This year’s Frieze London has a decidedly painterly feel. From Day-Glo Sterling Ruby canvases on Gagosian’s stand to Donna Huanca’s oceanic painting installation at Simon Lee gallery, brushwork is making a comeback.
It is no surprise that the trade is turning to the safe haven of painting amid Brexit uncertainty and escalating political instability. “When a recession looms, everyone goes back to painting. It is the equivalent of gold in art terms,” says the artist Shezad Dawood, who is presenting a Frieze Live project at the fair called University of NonDualism.
Sam Thorne, the director of Nottingham Contemporary, agrees. “Painting is always a safer bet.” When he attended Frieze in 2006-07, “there was so much video”, he says, adding that a raft of painting exhibitions in London this summer, such as Faith Ringgold and Luchita Hurtado at the Serpentine Galleries, also reflects the “current strength of painting”. This week, painting exhibitions around London include Mark Bradford at Hauser & Wirth and Peter Doig at Michael Werner as well as Albert Oehlen, who has shows at the Serpentine Galleries, Max Hetzler and Lévy Gorvy.

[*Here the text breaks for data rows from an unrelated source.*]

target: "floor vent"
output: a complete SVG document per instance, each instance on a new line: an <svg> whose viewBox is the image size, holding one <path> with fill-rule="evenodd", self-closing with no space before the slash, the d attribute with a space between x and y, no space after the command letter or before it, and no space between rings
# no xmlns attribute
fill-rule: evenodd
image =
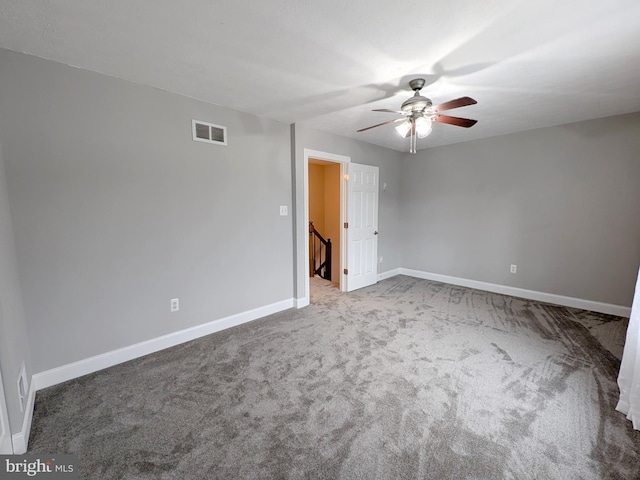
<svg viewBox="0 0 640 480"><path fill-rule="evenodd" d="M200 120L192 120L191 125L195 141L215 143L216 145L227 144L227 127L201 122Z"/></svg>
<svg viewBox="0 0 640 480"><path fill-rule="evenodd" d="M29 392L29 381L27 380L27 369L22 362L20 373L18 374L18 399L20 401L20 411L24 412L27 405L27 393Z"/></svg>

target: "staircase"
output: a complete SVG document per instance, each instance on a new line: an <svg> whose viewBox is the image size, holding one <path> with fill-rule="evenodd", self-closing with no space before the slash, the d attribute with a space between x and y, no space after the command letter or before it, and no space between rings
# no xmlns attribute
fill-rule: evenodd
<svg viewBox="0 0 640 480"><path fill-rule="evenodd" d="M309 222L309 276L331 280L331 239L325 240Z"/></svg>

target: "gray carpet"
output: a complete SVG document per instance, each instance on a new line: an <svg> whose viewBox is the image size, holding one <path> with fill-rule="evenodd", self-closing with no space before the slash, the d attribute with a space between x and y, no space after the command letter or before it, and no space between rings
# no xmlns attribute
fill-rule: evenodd
<svg viewBox="0 0 640 480"><path fill-rule="evenodd" d="M91 479L640 478L624 319L404 276L312 290L38 392L30 452Z"/></svg>

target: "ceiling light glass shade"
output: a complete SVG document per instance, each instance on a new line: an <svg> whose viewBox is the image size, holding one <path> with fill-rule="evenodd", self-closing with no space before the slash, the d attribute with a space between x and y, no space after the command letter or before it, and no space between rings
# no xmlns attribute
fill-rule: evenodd
<svg viewBox="0 0 640 480"><path fill-rule="evenodd" d="M431 133L431 120L425 117L416 118L416 133L418 138L424 138Z"/></svg>
<svg viewBox="0 0 640 480"><path fill-rule="evenodd" d="M402 122L396 127L396 132L398 132L402 138L407 136L409 130L411 130L411 122L409 122L409 120Z"/></svg>

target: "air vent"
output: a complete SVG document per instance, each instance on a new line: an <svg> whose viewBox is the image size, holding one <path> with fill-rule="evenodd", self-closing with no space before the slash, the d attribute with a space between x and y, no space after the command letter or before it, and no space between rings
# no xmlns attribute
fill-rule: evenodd
<svg viewBox="0 0 640 480"><path fill-rule="evenodd" d="M192 120L193 139L197 142L227 144L227 127L214 125L213 123Z"/></svg>
<svg viewBox="0 0 640 480"><path fill-rule="evenodd" d="M20 402L20 411L24 412L27 403L27 393L29 391L29 381L27 380L27 369L22 362L20 372L18 373L18 401Z"/></svg>

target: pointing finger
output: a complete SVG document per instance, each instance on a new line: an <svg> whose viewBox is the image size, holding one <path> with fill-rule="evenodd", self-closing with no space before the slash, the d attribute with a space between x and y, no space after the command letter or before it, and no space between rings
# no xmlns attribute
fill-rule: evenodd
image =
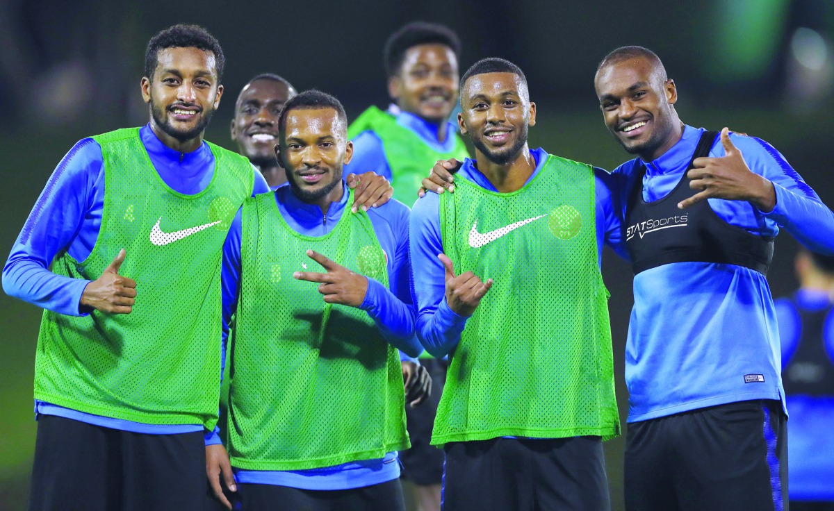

The acceleration of technology might also explain this revival. “People don’t want to lose the humanity of making things by hand,” says Silvia Ortiz, the director of the Madrid-based gallery Travesía Cuatro, which is showing a salon-style presentation of paintings by Charlie Billingham and Milena Muzquiz.
An artist known primarily for her performance works is Chicago-born Huanca, whose blue-and-white canvases fill Simon Lee’s entire stand. Huanca’s paintings, made by reworking photographs of the bodies of her performers (priced from $50,000), and her painted sculptures, have almost completely sold out.
Emerging artists are also picking up their paint brushes, with figurative painting dominating Sunday, the nearby satellite fair, as well as the Focus section at Frieze London. At Tiwani Contemporary’s stand in Focus, three portrait paintings priced at £10,000 each by the young British-Nigerian artist Joy Labinjo sold within hours of the fair’s opening. Meanwhile, at Sotheby’s evening sale earlier this week, Nicole Eisenman’s Close to the Edge (2015), a painted depiction of a sleeping figure, sold for the record price of £639,000 (with fees).
“Paintings are easier to sell to private collectors because they are unique pieces rather than editions,” says Aleya Hamza, the director of the Cairo-based Gypsum Gallery, also in the fair’s Focus section. She is showing paintings by the Kuwaiti-born Tamara Al Samerraei, priced between $5,000 and $16,000.
"Painting is the equivalent of gold in art terms"
The bet on paintings seems to be paying off. Timothy Taylor’s stand is dedicated to a solo show of works by the US artist Jonathan Lasker; the gallery has so far sold six large paintings, priced between $65,000 and $200,000, and three small paintings, each costing $12,000. Taylor says: “Lasker’s paintings have a lushness in their impasto and brushwork that feels simultaneously contemporary while also rooted in the best traditions of 20th-century abstract painting.”
At the VIP preview day, Hauser & Wirth sold paintings by Cy Twombly, Philip Guston and Mark Bradford totalling more than $14m. At David Zwirner, a huge abstract painting called Manifestation (2018-19) by Oscar Murillo sold for $400,000, while a work by Kerry James Marshall (Car Girl 2, 2019) sold for $3.8m to a US museum and a figurative Neo Rauch piece (Die Wandlung, 2019) sold for $1.5m. Although a gallery spokeswoman declined to comment on prices, the US artist Sterling Ruby’s Helios paintings at the Gagosian stand reportedly sold for $325,000 each.
While providing a more reliable market than other more cutting-edge art forms, painting has the added bonus of being practical, says the Financial Times art market columnist Melanie Gerlis.“It’s a lot easier to contemplate buying a painting for your wall than a conceptual installation that requires feathers or flowers to be replaced once a month.”